Because you're afraid you'll lose. Good call. If only you weren't to chicken to admit it...
You have nothing.
If you did you would have shown me something more than a horribly under powered study by now.
You can't produce one thing to even suggest you are right.
Give me the slightest hint you are right.
I can produce normal curve after normal curve on all kinds of written tests and you know it.
The
raw scores rarely if ever have anything near perfectly normal curves. The curves you see are the product of often quite intricate normalization algorithms, on top of using a question set specifically designed to produce as closely as possible a normal distribution. If you want to learn more about the kind of algorithms typically employed, go here:
http://www.ets.org/Media/Research/pdf/Angoff.Scales.Norms.Equiv.Scores.pdf If you want me to spoonfeed this information to you, you're henceforth going to have to pay.

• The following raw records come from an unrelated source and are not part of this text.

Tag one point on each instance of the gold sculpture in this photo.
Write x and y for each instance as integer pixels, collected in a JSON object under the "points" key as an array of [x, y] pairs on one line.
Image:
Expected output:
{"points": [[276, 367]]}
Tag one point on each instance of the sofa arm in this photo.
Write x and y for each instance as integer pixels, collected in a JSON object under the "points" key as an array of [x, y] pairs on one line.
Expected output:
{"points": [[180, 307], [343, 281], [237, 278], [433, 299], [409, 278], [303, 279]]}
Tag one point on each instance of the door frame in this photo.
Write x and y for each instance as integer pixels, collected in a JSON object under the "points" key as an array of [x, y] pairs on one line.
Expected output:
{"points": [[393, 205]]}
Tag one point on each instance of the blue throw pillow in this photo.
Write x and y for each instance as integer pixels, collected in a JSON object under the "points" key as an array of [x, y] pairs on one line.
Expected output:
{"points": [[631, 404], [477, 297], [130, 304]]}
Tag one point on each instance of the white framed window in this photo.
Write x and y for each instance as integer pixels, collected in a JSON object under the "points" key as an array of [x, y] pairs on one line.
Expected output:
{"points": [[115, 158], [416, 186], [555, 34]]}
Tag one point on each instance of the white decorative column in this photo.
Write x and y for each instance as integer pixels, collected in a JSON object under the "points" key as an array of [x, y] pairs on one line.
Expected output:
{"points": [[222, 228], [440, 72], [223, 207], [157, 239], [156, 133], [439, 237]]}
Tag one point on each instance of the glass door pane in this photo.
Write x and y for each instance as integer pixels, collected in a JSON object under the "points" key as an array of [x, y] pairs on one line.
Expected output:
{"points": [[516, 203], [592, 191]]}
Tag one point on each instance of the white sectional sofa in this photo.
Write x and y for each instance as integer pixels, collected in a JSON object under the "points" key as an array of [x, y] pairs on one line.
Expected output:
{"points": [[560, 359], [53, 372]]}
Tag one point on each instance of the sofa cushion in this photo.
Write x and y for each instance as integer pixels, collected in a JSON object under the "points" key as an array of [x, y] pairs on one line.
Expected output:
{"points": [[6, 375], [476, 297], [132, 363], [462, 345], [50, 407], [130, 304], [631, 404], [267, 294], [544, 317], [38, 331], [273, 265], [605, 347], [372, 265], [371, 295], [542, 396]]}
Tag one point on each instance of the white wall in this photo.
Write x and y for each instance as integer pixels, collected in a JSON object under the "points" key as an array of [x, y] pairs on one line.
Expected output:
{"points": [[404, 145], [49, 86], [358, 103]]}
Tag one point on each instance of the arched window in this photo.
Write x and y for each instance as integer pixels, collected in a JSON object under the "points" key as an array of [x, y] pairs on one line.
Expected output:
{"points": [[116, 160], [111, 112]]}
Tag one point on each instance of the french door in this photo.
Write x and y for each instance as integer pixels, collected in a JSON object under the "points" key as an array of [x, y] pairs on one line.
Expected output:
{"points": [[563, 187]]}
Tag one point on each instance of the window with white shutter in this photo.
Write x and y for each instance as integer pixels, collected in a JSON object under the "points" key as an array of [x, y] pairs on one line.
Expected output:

Using tricks of similar complexity, one could just as easily force a bimodal distribution. Indeed, the raw scores sometimes do show a bimodal distribution. You don't have to take it from me, take it from Mr John Raven of the Raven test fame: " First, as was evident from Fig. 2 the within-age score distributions for the RPM (and, according to a personal communication from Robert Thorndike, the subscales of the Stanford–Binet test) are generally not Gaussian and are, indeed, often bimodal." -
http://eyeonsociety.co.uk/resources/RPMChangeAndStability.pdf
Even when the raw scores aren't bimodal, a simple reweighting of the per-question results can always force a bimodal result (unless the questions are all of equal difficulty and there is no inter-correlation of results): Just pick a handful of questions almost everyone was able to answer, and multiply the score of each of them by 2. then pick a subset of intercorrelated difficult questions where most people either answered all or none (because they're of similar difficulty and question the same kind of reasoning), and multiply their weighting by 2. Multiply all other questions' weighting by 0. Voilá, a peak at 10 and a secondary peak at 20. And if
that doesn't work (it wil), pick
one question towards the difficult end of the scale and multiply its weighting by 10: again: a peak at 10 for the people who solved all of the easy questions but not the difficult one, and a secondary peak at 20 for the ones who solved all of the easy ones plus this one difficult question.